The project itself is built on the Nexledger blockchain developed by tech giant Samsung.


Securities regulator enforces crypto rules: The Securities and Exchange Commission of Thailand has announced new laws for cryptocurrency on 8 Jun that are seen as a milestone to legalize cryptocurrencies in the country.

The SEC Thailand’s decision is in contrast with other countries including China that has banned cryptocurrencies. It has instead declared cryptocurrencies as digital assets that are legal but need to be regulated.

As part of the legalization efforts, seven cryptocurrencies have been cleared for trading on cryptocurrency exchanges and they include Bitcoin, Bitcoin Cash, Ethereum, Ethereum Classic, Litecoin, Stellar and Ripple.


Coders earn ETH by promoting new crypto projects: A non-profit company based in Afghanistan that gives young women coding lessons is partnering with a network that will allow these coding professionals to earn Ether for fixing issues in crypto startups and participating in bounties. A bounty is a simple job that results in reward of tokens for the person who does the job.

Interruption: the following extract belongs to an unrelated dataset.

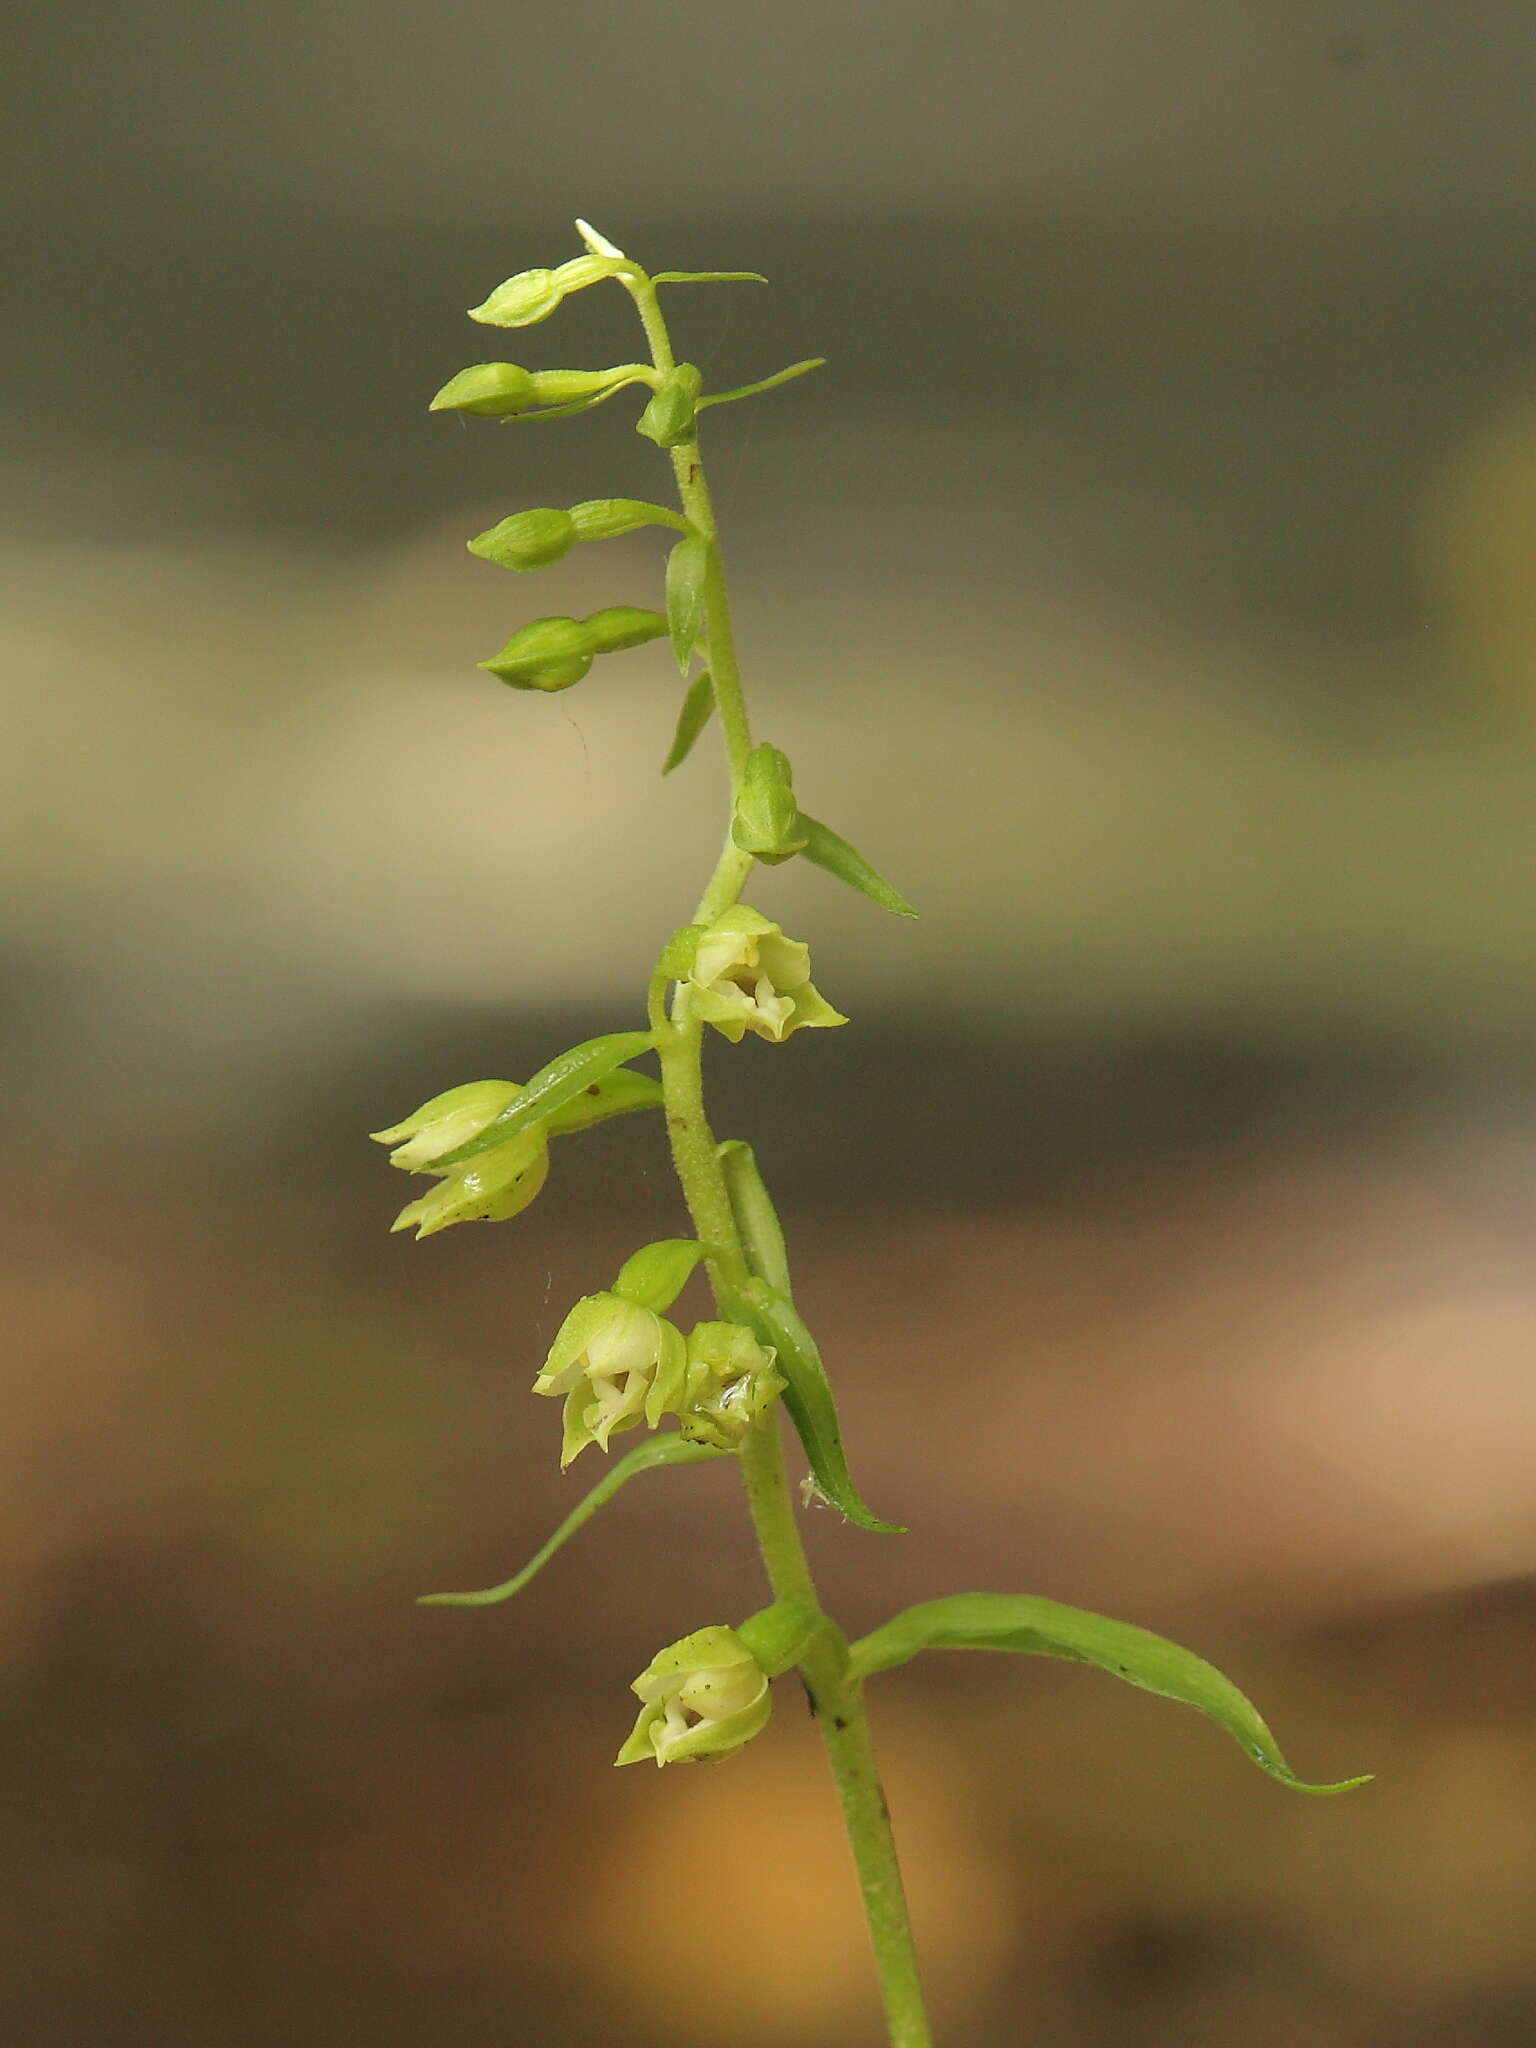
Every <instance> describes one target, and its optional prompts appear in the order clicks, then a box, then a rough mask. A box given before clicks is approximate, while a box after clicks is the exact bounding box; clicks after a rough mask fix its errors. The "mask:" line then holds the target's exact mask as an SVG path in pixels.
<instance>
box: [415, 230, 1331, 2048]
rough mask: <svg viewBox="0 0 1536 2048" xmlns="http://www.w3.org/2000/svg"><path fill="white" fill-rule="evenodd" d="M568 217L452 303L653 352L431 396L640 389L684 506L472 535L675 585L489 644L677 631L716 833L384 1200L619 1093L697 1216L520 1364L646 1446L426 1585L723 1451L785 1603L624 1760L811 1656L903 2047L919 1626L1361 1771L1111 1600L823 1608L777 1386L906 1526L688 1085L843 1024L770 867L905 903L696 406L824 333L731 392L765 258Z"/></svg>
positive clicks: (636, 1725) (418, 1117) (747, 1170)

The startup, Code to Inspire (CTI), is partnering with The Bounties Network for this freelancing endeavor that will have a dual purpose of empowering women and promoting remote-learning in the mostly rural country.


Local tax office hunting crypto traders avoiding taxation: The Australian Tax Office (ATO) is on the hunt for unregistered cryptocurrency traders, according to latest reports coming from the country.

While Bitcoin appreciated several times over last year alone, a lot of money was made by ‘hodlers’ and traders in the cryptocurrency business but after the passing of crypto taxation regulation, the ATO is now on the hunt for all Bitcoin profiteers.

According to Liz Russel, senior tax agent: “There is a long-running debate over what cryptocurrency actually is – whether it’s an asset, currency or collectible – but the ATO has made it clear that it treats cryptocurrency as an asset. That means it’s subject to the same capital gains tax (CGT) provisions that apply to real estate and shares.”